E para ilustrar a relevância do tema, nesta quarta-feira, a Organização Meteorológica Mundial publicou um alerta que o planeta atravessará um período de temperaturas altas assustadoras nos próximos cinco anos, com um profundo impacto em diversas regiões do mundo. Segundo tais previsões, na floresta amazônica, haverá queda do regime de chuvas, com um provável impacto no agronegócio, portanto, na economia do país. Já é fato confirmado que os últimos oito anos foram os anos mais quentes já registrados.

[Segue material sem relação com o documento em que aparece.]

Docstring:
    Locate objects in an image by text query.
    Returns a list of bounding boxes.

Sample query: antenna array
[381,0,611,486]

Doravante, algumas previsões, segundo a ONU, são as seguintes:
Há 66% de probabilidade de que a média anual da temperatura global próxima à superfície entre 2023 e 2027 seja superior a 1,5°C acima dos níveis pré-industriais por pelo menos um ano.
Há uma probabilidade de 98% de que pelo menos um dos próximos cinco anos, e o período de cinco anos como um todo, seja o mais quente já registrado.
Prevê-se que as temperaturas médias globais continuem aumentando, afastando-nos cada vez mais do clima com o qual estamos acostumados. Em 2022, o Painel Intergovernamental sobre Mudanças Climáticas fez um alerta e apontou para os riscos relacionados ao clima para os sistemas naturais e humanos diante de um aquecimento global de 1,5 °C.7
Diante da constatação, o secretário-geral da ONU, Antônio Guterres, deixou claro no final do ano passado que “o mundo está em uma encruzilhada – e nosso planeta está na mira”. “Estamos nos aproximando do ponto de não retorno, de ultrapassar o limite acordado internacionalmente de 1,5 grau Celsius de aquecimento global”.
Por isso, desmatar para contrabandear madeira, para expansão da fronteira agrícola, é crime e um atestado clarividente de burrice, desmatar para explorar minérios em terra indígena é crime e dos hediondos. Desmatar é matar a vida, aquecer o clima, destruir a floresta e as esperanças de tudo se ajeitar que ela representa.